Let me be clear about speaking in tongues. It is described in the Bible as a spiritual gift, and I don’t believe anything has changed in the way God interacts with humans. But the Bible does not present speaking in tongues as the only evidence of being filled or baptized with the Spirit. The Bible also places strict limitations on how the gift of tongues is practiced in the church, and those parameters are largely ignored in churches that claim this as a gift given to all believers.

As I have observed, “speaking in tongues” is practiced this way: During a prayer or a song or a time of teaching, multiple members of the congregation — if not most — begin to speak in an unintelligible way they later claimed to be glossolalia (speaking in an angel language). Often, the person leading the prayer/song/sermon will also begin to speak in this way. No one interprets what anyone else is saying.

In Acts, new believers begin to speak in tongues three times, and Pentecost, one of those times, was the one-time establishment of the church age. More often in Acts, new believers receive the Holy Spirit without speaking in tongues. Additionally, in Acts 1:8, Jesus promises supernatural power, not speaking in tongues, as the result of the Holy Spirit baptizing believers.

There is only one place in the Bible where specific instruction on how to practice speaking in tongues is given. These instructions are given in 1 Corinthians 12-14, apparently because the churches in Corinth — one of the most immature and sinful churches addressed in the New Testament — were practicing tongues the same way many churches do today, and such practice is wrong and damaging to a church.

In 1 Corinthians 12, Scripture is clear that there are a variety of gifts, and that not everyone receives all gifts (1 Corinthians 12:4-6). In verse 28, Paul lists several spiritual gifts. He uses the word “first” in the sense of priority rather than time. So the most authoritative gift was apostleship. Jesus thought apostleship was so important that he spent the majority of his earthly ministry developing the apostles. Most of the miracles done and enigmatic things said in front of large crowds were for the apostles’ benefit, not the crowd’s.

The second to last gift in Paul’s list in verse 28 is administrations. This is exactly what you’d think: being an administrator (managing affairs, organizing information, logistics, finances, boring business stuff, etc.). The ability to do the phenomenally dull business of church administration is ranked, by Scripture, above speaking in tongues. So why do so many churches focus so much more on tongues than “teaching” or “helps?”
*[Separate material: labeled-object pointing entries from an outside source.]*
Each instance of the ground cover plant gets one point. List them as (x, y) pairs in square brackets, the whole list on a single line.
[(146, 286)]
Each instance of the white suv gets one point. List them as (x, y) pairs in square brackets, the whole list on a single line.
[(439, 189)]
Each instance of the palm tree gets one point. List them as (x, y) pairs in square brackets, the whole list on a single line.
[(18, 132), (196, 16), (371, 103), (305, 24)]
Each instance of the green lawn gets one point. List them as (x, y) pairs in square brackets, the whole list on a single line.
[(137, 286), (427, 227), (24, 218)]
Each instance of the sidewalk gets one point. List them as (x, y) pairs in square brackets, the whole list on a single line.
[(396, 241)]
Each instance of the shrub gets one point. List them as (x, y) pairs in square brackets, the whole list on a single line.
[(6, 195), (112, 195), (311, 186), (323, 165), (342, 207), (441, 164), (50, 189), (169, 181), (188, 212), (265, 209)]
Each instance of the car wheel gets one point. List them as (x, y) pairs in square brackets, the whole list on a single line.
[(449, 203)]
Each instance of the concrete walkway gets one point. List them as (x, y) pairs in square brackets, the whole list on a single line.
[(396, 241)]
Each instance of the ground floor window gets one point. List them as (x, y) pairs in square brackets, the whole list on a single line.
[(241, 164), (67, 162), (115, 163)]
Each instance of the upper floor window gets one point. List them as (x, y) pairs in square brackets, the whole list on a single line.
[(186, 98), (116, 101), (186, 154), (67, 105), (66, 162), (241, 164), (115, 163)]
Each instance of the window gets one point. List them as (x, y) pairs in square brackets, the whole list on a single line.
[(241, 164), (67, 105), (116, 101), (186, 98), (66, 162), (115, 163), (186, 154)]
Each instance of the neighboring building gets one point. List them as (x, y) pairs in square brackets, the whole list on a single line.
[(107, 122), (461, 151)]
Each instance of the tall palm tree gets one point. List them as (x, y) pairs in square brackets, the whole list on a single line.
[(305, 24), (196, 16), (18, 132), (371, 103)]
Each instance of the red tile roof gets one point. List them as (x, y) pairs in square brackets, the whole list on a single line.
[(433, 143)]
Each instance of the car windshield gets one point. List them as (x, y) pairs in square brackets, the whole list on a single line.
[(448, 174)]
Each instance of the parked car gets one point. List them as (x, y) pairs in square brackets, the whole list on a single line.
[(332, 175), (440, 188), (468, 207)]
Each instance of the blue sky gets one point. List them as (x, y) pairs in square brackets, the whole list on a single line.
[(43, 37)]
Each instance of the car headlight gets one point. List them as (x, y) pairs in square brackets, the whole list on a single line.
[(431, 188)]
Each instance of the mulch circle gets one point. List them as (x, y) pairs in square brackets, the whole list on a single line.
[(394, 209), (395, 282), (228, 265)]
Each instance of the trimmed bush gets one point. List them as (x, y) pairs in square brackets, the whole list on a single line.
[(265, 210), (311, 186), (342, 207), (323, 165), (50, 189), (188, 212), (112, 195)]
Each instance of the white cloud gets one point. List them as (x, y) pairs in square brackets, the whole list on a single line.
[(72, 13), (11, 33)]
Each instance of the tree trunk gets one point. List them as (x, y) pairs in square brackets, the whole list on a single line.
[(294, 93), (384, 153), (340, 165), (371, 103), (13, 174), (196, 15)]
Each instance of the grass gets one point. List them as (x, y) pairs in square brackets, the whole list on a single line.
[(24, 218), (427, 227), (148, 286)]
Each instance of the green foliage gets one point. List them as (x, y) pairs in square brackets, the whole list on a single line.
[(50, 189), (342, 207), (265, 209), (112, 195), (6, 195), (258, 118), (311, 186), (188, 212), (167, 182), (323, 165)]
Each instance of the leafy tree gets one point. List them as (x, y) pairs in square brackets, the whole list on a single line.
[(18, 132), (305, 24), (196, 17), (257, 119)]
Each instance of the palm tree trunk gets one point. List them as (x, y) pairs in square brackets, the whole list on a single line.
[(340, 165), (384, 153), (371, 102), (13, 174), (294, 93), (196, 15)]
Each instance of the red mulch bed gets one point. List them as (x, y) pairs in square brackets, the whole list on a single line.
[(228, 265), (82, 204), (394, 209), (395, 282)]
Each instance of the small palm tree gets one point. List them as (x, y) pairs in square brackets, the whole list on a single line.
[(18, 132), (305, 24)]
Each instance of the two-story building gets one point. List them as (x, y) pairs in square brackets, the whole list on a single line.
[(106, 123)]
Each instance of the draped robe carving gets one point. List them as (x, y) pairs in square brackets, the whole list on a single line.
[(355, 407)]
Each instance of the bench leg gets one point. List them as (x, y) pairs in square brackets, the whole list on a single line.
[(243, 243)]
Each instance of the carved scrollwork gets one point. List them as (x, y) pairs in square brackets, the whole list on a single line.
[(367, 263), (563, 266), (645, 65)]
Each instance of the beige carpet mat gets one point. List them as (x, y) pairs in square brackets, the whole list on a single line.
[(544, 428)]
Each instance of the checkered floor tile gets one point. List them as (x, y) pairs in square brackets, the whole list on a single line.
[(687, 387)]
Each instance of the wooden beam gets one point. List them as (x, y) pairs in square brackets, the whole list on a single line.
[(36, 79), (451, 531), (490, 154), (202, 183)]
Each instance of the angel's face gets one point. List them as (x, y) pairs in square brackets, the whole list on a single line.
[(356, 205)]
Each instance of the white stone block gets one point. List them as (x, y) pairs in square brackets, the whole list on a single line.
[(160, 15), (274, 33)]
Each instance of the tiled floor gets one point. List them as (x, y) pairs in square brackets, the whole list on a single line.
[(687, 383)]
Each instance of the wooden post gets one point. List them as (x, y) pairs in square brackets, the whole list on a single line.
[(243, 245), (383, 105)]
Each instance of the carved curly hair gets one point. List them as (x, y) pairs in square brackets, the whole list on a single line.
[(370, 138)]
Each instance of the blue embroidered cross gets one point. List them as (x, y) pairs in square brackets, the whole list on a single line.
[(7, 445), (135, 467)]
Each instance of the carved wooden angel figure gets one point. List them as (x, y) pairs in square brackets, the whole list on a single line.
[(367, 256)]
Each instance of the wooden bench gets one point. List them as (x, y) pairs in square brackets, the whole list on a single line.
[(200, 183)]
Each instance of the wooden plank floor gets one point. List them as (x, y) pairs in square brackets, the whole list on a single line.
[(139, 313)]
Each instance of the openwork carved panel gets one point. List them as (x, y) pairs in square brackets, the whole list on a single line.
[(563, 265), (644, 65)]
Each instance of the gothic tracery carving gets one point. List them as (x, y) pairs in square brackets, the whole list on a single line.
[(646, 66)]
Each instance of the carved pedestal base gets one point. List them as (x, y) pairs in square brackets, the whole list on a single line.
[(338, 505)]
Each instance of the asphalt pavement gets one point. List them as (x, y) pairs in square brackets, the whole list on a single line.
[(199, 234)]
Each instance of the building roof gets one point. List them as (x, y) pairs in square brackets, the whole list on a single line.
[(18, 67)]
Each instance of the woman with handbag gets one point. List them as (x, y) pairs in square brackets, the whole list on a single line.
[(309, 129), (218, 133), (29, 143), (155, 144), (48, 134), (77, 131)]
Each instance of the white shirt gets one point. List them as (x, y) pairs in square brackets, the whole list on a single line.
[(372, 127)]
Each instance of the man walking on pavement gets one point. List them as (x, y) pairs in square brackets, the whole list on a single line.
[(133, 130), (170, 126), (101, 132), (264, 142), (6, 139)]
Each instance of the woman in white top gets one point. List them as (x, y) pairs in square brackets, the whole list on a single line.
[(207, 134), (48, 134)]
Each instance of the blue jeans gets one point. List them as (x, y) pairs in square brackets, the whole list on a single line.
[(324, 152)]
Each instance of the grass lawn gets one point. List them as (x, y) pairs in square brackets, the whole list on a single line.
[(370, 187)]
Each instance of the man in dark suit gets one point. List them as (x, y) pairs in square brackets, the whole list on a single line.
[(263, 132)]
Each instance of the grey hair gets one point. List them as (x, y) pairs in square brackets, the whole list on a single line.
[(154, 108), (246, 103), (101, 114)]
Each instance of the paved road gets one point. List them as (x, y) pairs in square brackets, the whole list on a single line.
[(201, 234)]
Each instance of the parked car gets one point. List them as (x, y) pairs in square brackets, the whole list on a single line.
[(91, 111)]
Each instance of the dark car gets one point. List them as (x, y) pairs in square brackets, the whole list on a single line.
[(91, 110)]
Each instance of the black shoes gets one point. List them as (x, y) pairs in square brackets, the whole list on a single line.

1 Corinthians 14 concedes that speaking in tongues may actually be communication with God, but it will not profit anyone else in the gathering, saying, “The one who speaks in tongues edifies himself.” (1 Corinthians 14:4)

Verse 22 goes on to say that speaking in tongues is a sign for unbelievers, presumably that they might hear a language they know and understand and be convinced of the gospel. Verse 23 warns that if speaking in tongues is not practiced in an orderly fashion, unbelievers will repelled rather than convinced.

Verses 27 and 28 do not suggest, but require and command that those speaking in tongues do so only one at a time, that only two or three exercise that gift in a gathering, and that an interpretation be given for each tongue.

Violating any requirement of Scripture is sin. The requirements of 1 Corinthians 14:27-28 are violated at an institutional level by numerous churches in our city, state and country.

But the greatest case against the assertion by many churches that believers are not “baptized in the Holy Spirit” if they do not speak in tongues is the simple fact that Jesus Himself did not speak in tongues. He healed the sick, he preached the gospel, he raised the dead and he loved every person he met with a perfect love. We even saw the Spirit “descending like a dove and coming to rest on him” at his baptism (Matthew 3:16). But not once did Jesus ever speak in tongues. Not once did Jesus even talk about speaking in tongues in any book of the Bible.

I realize that this is an argument from silence, but to claim the contrary would be to read into the Scriptures something that plainly isn’t there based on a theological bias rather than a desire for truth. It is conspicuously lacking from the accounts of Jesus’ life. On top of that, the practice of tongues seemed to be something the crowds in Acts 2 — the same ones who witnessed Jesus’ teaching, miracles and crucifixion — had never seen before.

So if speaking in tongues isn’t the only valid evidence of being baptized with the Spirit, what is?

In 1 John 5:13, after affirming the gospel that eternal life is found through faith in Jesus alone, John says, “I write these things to you who believe in the name of the Son of God that you may know that you have eternal life.” Have you believed in the Son of God? Then you have eternal life.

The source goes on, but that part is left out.